Reflecting the co-existence of chaos and beauty in nature, Zemer Peled’s form remarks on a sense of place and movement that feels simultaneously delicate and violent. Each shard is made by rolling out large sheets of clay which are glazed, fired — then smashed with a hammer to create fragments holding a vestige of material fragility and edged with a new razor-sharp sense of that point of destruction, and the hint of further menace that the barbs of a land or sea creature might imply.
Shigematsu’s biomorphic ceramics explore loose naturalistic confines and a slow parabolic conversation with female sexuality; reoccurring themes from the second wave of post-war Japanese ceramicists. Base shapes are revealed through a semi-conscious working, coiling and pinching of the clay, and the soft amorphous gradients are added through layers of polished clay slip rather than a traditional glaze. This untitled piece suggests a soft movement — two dorsal territories colliding and absorbing one another, whilst a central void adds depth and dynamic presence.
The result of studies into the dynamics of sense of movement conveyed in single, resolved forms — this untitled piece conveys fluidity in a remarkable use of porcelain. Appearing soft and foamlike, Lund intends the shape to shift in proximity, appearing spontaneously or meticulously arranged as the viewers focus switches. Her continued use of ceramic comments on the material’s fragility and ubiquity, and the potential it holds for creating something unexpected.
Larocque seeks to blur and break the boundaries of humanity so as to allow in an increased psychological density to his subjects. The physicality of the sculpture and the textural dynamics held within the clay seem injected with a charged energy, seeped in a non-representational and non-canonical myth or symbolism that remains open-ended but surprisingly mystical.
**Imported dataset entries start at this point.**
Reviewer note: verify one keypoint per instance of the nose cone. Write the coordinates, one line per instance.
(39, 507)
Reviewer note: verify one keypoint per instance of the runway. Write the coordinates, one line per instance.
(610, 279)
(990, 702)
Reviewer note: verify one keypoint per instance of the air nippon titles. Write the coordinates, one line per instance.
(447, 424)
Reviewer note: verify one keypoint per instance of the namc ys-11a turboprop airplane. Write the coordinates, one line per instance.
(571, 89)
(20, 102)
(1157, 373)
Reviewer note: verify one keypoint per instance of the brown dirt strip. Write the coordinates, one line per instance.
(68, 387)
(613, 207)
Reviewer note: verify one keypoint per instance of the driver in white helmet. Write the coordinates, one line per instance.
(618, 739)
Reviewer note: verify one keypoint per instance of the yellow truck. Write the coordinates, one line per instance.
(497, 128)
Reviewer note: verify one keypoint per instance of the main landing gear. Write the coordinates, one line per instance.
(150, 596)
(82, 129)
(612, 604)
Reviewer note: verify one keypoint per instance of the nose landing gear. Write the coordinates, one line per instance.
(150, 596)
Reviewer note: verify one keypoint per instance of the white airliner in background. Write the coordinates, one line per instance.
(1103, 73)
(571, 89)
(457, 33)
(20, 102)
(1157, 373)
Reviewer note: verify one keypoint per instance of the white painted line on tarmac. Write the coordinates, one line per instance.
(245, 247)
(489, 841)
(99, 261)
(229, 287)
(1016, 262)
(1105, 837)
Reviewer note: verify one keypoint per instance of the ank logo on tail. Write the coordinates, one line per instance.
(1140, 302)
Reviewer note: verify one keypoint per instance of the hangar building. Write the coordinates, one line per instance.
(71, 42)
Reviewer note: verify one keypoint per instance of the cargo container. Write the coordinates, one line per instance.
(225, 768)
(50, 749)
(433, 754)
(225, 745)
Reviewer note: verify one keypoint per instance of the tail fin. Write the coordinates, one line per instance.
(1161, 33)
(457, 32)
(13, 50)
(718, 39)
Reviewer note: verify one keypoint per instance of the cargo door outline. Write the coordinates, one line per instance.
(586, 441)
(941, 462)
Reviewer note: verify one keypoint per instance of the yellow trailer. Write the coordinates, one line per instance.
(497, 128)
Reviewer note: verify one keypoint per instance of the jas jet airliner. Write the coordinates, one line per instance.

Through sculpture, Shida Kuo seeks to understand material subjectivity in forms of representation, and the differing levels of reaction from particular elements or symbols when resubmitted or detached from their original contexts. This untitled piece comes from a figurative lineage — the form of a root or branch cast in low-fire clay and given naturalistic tonality through the use of oxides — but its strange detachment and stylised appearance steers away from simple depiction and suggests an unanswered narrative or emblematic presence.